From: David Robinson <david@elroy.jpl.nasa.gov>
To: retrac@rice.edu
Subject: TCP performence

The best I have personally seen is between two Sun-3/260's doing
memory-memory transfers is 3.2Mbits/sec. Their UDP topped out
at 5Mbits/sec. This was on a fairly quite net, rwhod and routed
traffic only. From my experience excelan boards have been the
worst, slower than my lowly Sun-2, but what can be expected from
a 80186??

I do not know what the limiting factor of the Sun's is by I suspect
that it is CPU bound, the e-net controllers each have large
memmory buffers (256K?).

        -David Robinson
        david@elroy.jpl.nasa.gov

[Wishing for an IP pure hardware chip!]

---------------------------------------------------------------------

Subject: Re: What's the "best" TCP/IP throughput?
Date: 26 Oct 87 07:37:25 PST (Mon)
From: lekash@orville.nas.nasa.gov

Better performance for ethernet is not that likely until someone
builds a better interface card. Thats the current bottleneck.
If you go to other media, say pronet-80, or hyperchannel, you
can get much higher rates. we were seeing up to 17mbits/sec over
hyperchanel, proteon claims over seven for their ring. I
would guess with performance tuning, those numbers will
increase. (We might even do some here.)

                                        john
---------------------------------------------------------------

From: nowicki%rose@sun.com (Bill Nowicki)
Message-Id: <8710272303.AA03617@rose.sun.com>
To: retrac@rice.edu
Subject: Re: What's the "best" TCP/IP throughput?

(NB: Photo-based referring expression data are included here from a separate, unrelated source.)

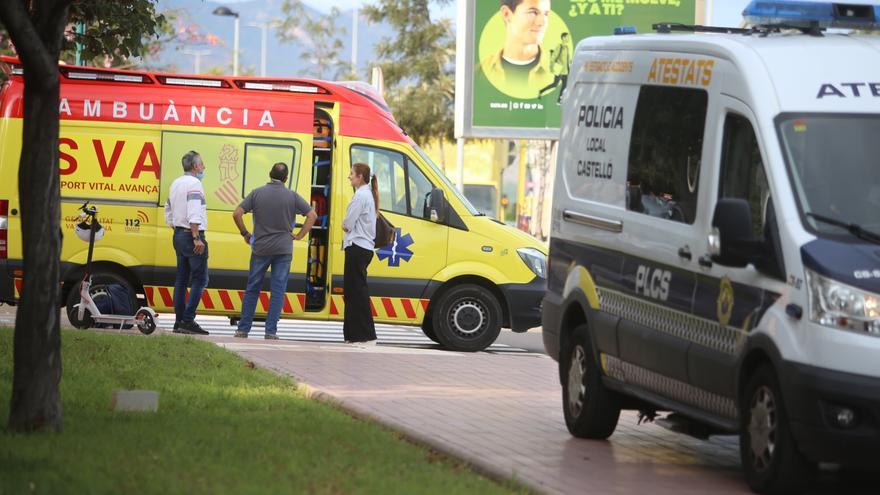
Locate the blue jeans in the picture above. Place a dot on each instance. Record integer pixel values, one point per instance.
(278, 286)
(191, 268)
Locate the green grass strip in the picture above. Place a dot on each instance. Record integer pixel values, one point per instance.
(222, 427)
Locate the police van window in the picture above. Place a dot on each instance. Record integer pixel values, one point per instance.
(234, 164)
(259, 159)
(419, 189)
(389, 169)
(742, 170)
(665, 150)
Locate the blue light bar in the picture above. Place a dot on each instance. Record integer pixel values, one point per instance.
(805, 14)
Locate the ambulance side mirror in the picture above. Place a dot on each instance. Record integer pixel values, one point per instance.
(731, 242)
(436, 208)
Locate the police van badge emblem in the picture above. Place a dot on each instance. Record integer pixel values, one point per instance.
(724, 305)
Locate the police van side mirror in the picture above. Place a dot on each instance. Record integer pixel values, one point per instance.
(437, 205)
(732, 242)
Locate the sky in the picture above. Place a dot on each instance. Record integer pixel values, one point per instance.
(724, 12)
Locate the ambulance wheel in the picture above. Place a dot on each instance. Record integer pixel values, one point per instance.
(770, 457)
(467, 318)
(590, 409)
(146, 322)
(98, 290)
(428, 329)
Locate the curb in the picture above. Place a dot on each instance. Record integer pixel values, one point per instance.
(310, 392)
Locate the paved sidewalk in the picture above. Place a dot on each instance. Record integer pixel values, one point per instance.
(502, 413)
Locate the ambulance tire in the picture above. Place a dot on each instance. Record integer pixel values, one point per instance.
(99, 281)
(589, 408)
(770, 458)
(467, 318)
(428, 329)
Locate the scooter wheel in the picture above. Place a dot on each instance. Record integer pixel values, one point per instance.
(83, 324)
(146, 322)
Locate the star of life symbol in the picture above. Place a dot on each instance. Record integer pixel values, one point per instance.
(397, 250)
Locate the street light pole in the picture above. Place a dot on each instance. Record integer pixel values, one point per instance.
(354, 47)
(264, 29)
(227, 12)
(197, 63)
(235, 47)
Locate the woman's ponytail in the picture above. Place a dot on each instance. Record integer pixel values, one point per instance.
(374, 187)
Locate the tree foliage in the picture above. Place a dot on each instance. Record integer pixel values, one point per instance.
(109, 33)
(418, 65)
(319, 37)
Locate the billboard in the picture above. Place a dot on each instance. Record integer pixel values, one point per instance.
(513, 57)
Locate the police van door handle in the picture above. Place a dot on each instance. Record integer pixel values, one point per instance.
(685, 253)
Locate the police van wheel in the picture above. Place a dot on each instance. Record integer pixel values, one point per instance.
(100, 280)
(770, 457)
(467, 318)
(590, 409)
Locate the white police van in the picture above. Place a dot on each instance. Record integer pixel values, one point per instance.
(715, 245)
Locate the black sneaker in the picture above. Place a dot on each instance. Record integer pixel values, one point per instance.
(190, 327)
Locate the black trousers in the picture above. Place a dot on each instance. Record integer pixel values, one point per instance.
(358, 325)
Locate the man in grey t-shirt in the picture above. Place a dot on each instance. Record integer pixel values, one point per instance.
(275, 208)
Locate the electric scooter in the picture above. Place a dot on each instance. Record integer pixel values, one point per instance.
(87, 312)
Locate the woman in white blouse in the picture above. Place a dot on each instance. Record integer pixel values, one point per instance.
(359, 240)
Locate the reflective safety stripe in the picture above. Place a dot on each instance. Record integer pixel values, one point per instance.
(222, 300)
(403, 309)
(388, 309)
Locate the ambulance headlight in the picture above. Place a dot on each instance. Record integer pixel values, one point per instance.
(838, 305)
(535, 260)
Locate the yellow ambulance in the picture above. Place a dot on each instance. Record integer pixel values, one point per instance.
(459, 275)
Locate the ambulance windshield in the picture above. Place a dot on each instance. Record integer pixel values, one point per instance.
(467, 204)
(835, 169)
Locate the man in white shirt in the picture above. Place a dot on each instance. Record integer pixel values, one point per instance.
(186, 212)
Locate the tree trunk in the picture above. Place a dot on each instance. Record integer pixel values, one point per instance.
(36, 399)
(38, 35)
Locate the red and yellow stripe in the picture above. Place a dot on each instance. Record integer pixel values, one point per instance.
(223, 301)
(403, 309)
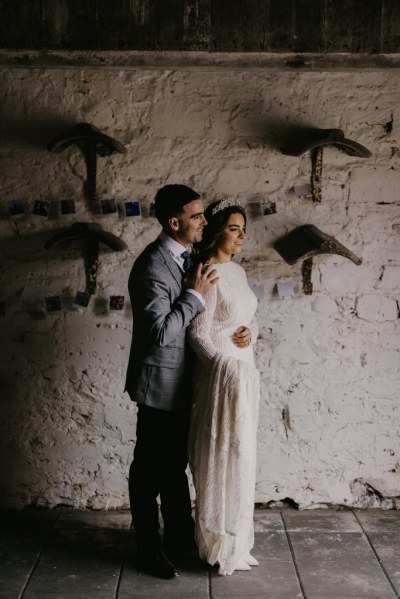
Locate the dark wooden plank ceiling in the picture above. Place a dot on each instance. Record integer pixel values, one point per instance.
(321, 26)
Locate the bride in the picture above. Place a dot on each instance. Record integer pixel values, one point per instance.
(222, 445)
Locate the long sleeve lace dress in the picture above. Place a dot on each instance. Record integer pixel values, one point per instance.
(222, 445)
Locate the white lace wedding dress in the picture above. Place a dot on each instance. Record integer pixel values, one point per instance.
(222, 445)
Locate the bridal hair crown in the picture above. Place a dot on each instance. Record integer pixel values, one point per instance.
(223, 204)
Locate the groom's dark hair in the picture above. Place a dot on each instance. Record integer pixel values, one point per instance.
(171, 199)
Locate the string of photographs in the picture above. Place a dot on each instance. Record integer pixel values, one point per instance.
(44, 208)
(34, 301)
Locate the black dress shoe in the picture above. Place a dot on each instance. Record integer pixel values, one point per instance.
(156, 565)
(181, 548)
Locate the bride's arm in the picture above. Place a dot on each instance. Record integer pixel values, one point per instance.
(254, 329)
(199, 330)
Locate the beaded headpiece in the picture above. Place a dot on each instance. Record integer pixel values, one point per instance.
(226, 203)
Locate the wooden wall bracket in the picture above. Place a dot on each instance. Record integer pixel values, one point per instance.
(92, 235)
(305, 242)
(91, 142)
(314, 140)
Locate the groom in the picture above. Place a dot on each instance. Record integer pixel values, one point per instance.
(159, 377)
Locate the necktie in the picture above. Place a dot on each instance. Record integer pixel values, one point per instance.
(187, 260)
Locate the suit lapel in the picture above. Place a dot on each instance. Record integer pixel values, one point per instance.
(170, 262)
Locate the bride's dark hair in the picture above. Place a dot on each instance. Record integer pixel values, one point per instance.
(216, 223)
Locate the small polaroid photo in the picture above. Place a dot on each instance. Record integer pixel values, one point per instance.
(117, 302)
(81, 300)
(108, 207)
(285, 289)
(268, 208)
(258, 291)
(16, 208)
(303, 191)
(53, 303)
(67, 207)
(41, 208)
(132, 209)
(31, 295)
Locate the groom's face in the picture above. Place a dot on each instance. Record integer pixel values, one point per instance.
(188, 227)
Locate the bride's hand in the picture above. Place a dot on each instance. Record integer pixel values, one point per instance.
(242, 337)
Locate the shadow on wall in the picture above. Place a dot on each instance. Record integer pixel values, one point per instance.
(52, 400)
(33, 132)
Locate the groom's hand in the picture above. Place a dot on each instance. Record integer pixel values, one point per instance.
(242, 337)
(203, 278)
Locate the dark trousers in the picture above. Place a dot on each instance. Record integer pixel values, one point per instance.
(158, 468)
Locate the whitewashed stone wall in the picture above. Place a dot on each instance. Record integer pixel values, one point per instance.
(330, 362)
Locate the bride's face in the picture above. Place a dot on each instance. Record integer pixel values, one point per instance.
(232, 237)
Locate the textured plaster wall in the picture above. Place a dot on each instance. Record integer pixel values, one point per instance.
(329, 362)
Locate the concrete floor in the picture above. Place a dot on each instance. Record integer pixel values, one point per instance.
(319, 554)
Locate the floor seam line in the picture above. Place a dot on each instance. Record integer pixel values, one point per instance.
(291, 549)
(42, 550)
(123, 561)
(382, 567)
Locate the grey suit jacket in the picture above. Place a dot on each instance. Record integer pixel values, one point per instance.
(161, 360)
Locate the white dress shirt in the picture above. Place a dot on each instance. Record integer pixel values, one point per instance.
(176, 250)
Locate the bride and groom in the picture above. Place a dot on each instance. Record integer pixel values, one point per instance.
(191, 371)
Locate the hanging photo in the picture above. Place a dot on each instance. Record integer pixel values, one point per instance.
(53, 303)
(16, 208)
(117, 302)
(268, 208)
(67, 207)
(41, 208)
(81, 300)
(303, 191)
(133, 209)
(108, 207)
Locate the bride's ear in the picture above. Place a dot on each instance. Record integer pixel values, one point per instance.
(173, 223)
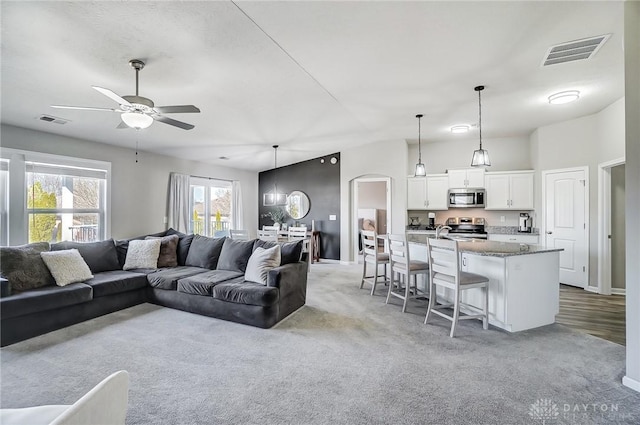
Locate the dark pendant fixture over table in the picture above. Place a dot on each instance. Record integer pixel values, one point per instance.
(273, 197)
(421, 171)
(480, 156)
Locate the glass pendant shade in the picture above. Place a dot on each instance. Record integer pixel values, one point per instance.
(480, 157)
(136, 120)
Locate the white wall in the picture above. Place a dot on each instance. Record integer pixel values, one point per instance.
(138, 190)
(506, 154)
(382, 159)
(586, 141)
(632, 155)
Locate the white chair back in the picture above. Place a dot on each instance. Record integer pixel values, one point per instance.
(238, 234)
(268, 235)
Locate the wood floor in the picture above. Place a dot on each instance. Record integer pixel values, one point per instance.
(599, 315)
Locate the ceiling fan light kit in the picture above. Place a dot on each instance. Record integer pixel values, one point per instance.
(139, 112)
(480, 156)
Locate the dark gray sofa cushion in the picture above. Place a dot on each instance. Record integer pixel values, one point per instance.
(235, 255)
(168, 278)
(243, 292)
(115, 282)
(42, 299)
(204, 252)
(202, 283)
(290, 252)
(100, 256)
(184, 243)
(23, 267)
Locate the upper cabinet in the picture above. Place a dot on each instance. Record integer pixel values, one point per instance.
(509, 190)
(469, 177)
(416, 193)
(427, 193)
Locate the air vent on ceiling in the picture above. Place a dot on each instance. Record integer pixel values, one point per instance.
(574, 50)
(52, 119)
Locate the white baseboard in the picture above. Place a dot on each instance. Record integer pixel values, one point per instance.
(631, 383)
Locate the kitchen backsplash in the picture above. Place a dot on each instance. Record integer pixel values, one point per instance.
(492, 218)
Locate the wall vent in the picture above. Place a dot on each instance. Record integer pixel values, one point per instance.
(52, 119)
(571, 51)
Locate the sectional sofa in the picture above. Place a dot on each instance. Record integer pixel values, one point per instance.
(199, 275)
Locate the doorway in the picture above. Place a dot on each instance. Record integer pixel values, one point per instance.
(611, 229)
(371, 202)
(565, 197)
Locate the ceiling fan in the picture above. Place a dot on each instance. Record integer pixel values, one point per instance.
(136, 111)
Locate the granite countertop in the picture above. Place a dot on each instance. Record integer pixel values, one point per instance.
(510, 230)
(488, 248)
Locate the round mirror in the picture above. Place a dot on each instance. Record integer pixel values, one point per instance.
(297, 204)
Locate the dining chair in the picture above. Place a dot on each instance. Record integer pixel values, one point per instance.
(239, 234)
(371, 256)
(268, 235)
(403, 266)
(444, 265)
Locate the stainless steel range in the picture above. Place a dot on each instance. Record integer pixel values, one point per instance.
(467, 227)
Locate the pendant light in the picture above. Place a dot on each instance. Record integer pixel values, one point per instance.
(480, 156)
(273, 197)
(420, 169)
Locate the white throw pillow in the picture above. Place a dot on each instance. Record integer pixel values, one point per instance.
(66, 266)
(142, 254)
(261, 261)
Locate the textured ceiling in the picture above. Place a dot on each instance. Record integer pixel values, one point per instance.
(313, 77)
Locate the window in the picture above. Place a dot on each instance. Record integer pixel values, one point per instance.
(51, 198)
(210, 202)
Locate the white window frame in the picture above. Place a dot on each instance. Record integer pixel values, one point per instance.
(208, 183)
(18, 213)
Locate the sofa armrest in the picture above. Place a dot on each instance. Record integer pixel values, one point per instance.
(289, 278)
(5, 287)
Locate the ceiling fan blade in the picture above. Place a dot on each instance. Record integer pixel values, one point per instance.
(111, 95)
(173, 122)
(85, 108)
(176, 109)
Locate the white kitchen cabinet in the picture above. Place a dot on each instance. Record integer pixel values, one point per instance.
(416, 193)
(509, 190)
(437, 192)
(519, 238)
(468, 177)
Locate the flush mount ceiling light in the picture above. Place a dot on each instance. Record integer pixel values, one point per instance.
(564, 97)
(459, 129)
(480, 156)
(420, 169)
(272, 197)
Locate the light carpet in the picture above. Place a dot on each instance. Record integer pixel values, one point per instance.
(344, 358)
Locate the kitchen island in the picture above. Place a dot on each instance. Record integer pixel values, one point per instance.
(523, 280)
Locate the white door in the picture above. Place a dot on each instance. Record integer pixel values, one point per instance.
(565, 221)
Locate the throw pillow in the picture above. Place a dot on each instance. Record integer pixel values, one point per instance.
(290, 252)
(67, 266)
(234, 255)
(142, 254)
(168, 250)
(100, 256)
(204, 252)
(23, 267)
(261, 261)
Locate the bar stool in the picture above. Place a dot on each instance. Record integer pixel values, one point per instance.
(371, 255)
(444, 264)
(402, 265)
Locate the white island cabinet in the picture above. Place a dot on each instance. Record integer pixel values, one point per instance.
(523, 281)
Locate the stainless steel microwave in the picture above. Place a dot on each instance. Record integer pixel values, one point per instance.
(466, 198)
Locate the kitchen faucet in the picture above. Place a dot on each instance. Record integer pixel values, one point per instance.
(440, 228)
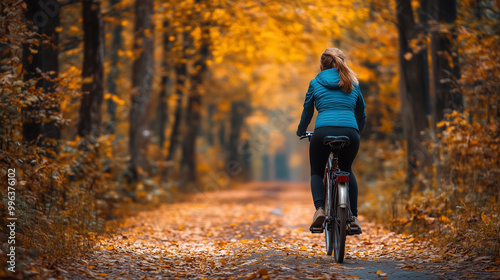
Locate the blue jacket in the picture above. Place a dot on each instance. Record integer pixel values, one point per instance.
(335, 107)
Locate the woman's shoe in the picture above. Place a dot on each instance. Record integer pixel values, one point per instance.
(354, 227)
(319, 218)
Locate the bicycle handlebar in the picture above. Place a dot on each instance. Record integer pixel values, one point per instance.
(307, 135)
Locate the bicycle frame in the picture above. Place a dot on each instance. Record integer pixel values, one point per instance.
(340, 177)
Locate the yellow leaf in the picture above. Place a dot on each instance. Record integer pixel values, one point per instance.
(485, 218)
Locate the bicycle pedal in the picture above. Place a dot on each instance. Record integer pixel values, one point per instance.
(316, 229)
(353, 231)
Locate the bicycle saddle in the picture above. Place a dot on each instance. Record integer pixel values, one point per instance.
(336, 140)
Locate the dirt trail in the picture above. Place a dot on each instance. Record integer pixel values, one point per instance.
(258, 230)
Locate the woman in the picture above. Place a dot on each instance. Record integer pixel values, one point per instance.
(341, 111)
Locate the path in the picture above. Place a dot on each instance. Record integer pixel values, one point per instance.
(256, 231)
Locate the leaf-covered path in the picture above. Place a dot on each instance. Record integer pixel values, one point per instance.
(258, 230)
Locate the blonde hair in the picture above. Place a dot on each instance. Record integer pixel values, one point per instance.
(334, 58)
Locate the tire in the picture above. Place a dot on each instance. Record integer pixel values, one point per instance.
(329, 225)
(339, 233)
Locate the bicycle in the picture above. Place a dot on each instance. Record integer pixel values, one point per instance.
(337, 224)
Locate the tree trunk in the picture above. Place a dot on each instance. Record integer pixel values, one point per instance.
(445, 65)
(193, 112)
(114, 71)
(414, 84)
(165, 84)
(142, 81)
(45, 58)
(180, 69)
(92, 72)
(239, 110)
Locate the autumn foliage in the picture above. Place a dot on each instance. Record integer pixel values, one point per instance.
(207, 93)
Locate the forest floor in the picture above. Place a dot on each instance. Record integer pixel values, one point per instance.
(257, 230)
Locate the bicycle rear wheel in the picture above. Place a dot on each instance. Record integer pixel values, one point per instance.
(339, 231)
(329, 220)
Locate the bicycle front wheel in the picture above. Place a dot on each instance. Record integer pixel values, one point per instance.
(339, 233)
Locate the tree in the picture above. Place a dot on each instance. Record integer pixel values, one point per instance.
(142, 80)
(194, 107)
(445, 66)
(180, 69)
(92, 71)
(414, 86)
(40, 62)
(114, 71)
(162, 110)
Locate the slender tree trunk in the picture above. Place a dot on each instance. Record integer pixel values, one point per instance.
(165, 84)
(44, 57)
(414, 90)
(142, 81)
(92, 72)
(114, 71)
(193, 112)
(239, 110)
(445, 65)
(180, 69)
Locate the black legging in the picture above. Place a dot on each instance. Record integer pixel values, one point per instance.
(318, 155)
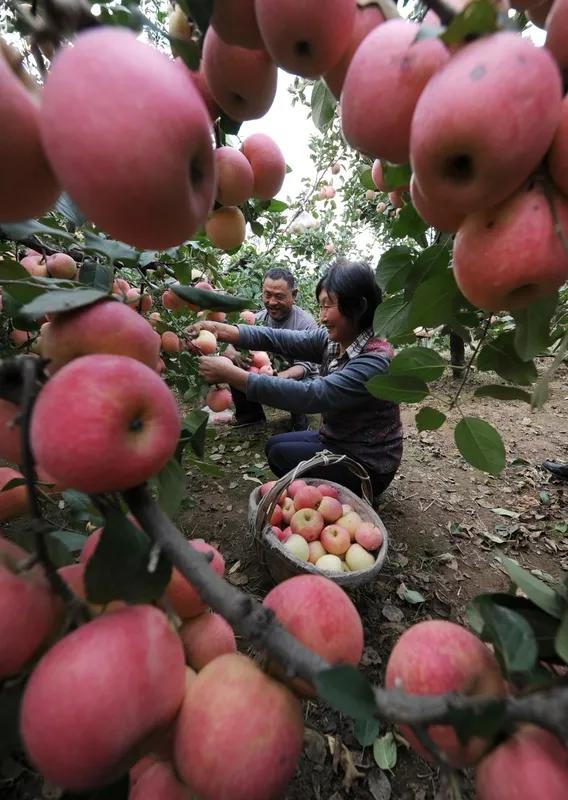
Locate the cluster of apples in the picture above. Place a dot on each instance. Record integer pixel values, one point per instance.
(313, 525)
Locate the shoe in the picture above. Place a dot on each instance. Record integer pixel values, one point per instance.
(559, 469)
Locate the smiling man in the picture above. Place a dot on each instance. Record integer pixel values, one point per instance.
(280, 311)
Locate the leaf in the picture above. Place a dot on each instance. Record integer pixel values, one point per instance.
(98, 276)
(561, 641)
(536, 590)
(366, 731)
(170, 482)
(501, 392)
(394, 268)
(511, 635)
(323, 106)
(213, 301)
(62, 300)
(397, 388)
(429, 419)
(347, 690)
(532, 326)
(480, 445)
(391, 317)
(500, 356)
(419, 362)
(118, 569)
(384, 751)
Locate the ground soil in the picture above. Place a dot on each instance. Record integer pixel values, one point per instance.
(447, 523)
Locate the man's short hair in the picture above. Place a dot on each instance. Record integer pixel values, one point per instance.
(279, 273)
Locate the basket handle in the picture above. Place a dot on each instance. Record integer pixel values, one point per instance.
(324, 457)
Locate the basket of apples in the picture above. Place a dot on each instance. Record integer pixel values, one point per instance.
(301, 524)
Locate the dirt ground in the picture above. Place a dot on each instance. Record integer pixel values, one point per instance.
(447, 522)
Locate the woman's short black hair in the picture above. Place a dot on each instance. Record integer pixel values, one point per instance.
(353, 284)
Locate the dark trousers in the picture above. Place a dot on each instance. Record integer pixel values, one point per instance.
(245, 409)
(286, 450)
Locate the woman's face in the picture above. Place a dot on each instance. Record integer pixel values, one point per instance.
(339, 328)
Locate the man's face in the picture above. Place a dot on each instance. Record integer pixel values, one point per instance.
(277, 297)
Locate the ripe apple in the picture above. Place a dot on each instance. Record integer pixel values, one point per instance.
(121, 417)
(29, 611)
(150, 197)
(101, 674)
(206, 637)
(329, 563)
(104, 327)
(358, 558)
(231, 704)
(298, 546)
(316, 550)
(369, 536)
(531, 763)
(335, 539)
(308, 522)
(305, 39)
(434, 657)
(307, 497)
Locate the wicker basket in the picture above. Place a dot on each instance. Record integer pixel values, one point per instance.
(282, 564)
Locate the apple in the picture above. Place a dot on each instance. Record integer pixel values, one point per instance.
(307, 497)
(150, 197)
(329, 563)
(358, 558)
(369, 536)
(335, 539)
(330, 509)
(29, 611)
(308, 522)
(104, 327)
(434, 657)
(298, 546)
(101, 674)
(206, 637)
(121, 417)
(230, 706)
(316, 550)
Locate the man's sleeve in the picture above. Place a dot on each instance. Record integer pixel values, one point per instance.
(343, 390)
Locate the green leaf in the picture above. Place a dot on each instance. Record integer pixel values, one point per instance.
(510, 634)
(115, 251)
(478, 17)
(395, 175)
(394, 267)
(170, 482)
(118, 569)
(419, 362)
(480, 445)
(397, 388)
(366, 731)
(500, 356)
(434, 301)
(62, 300)
(501, 392)
(384, 751)
(391, 317)
(536, 590)
(213, 301)
(532, 327)
(561, 641)
(429, 419)
(347, 690)
(98, 276)
(323, 106)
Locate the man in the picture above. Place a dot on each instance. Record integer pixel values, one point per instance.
(280, 311)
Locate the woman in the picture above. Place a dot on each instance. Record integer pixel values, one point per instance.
(353, 421)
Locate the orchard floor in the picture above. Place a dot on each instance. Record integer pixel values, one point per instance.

Disclaimer: this is NOT an official number, just my latest test in an
uncontrolled environment with an unannounced software configuration.
But between a pair of Sun-4/260s I am able to transfer with TCP over an
Ethernet at 5.0 Mbits/second.

        -- WIN

---------------------------------------------------------------------

From: Richard Fox <rfox@ames-nas.arpa>
Organization: NASA Ames Research Center, Mountain View, CA

I have just spent some time using the FTP protocol using tcp-ip over
an ethernet, gathering stats. As you are probably aware the results
at this point have been pretty disappointing.

I would like to start investigating new and different protocols. So
any info you get could you please forward. Also, if you have other
protocols that need testing I would be glad to help. We have ethernets,
hyperchannels, satellites etc. and a strong interest in finding a more
efficient protocol than the current TCP-IP.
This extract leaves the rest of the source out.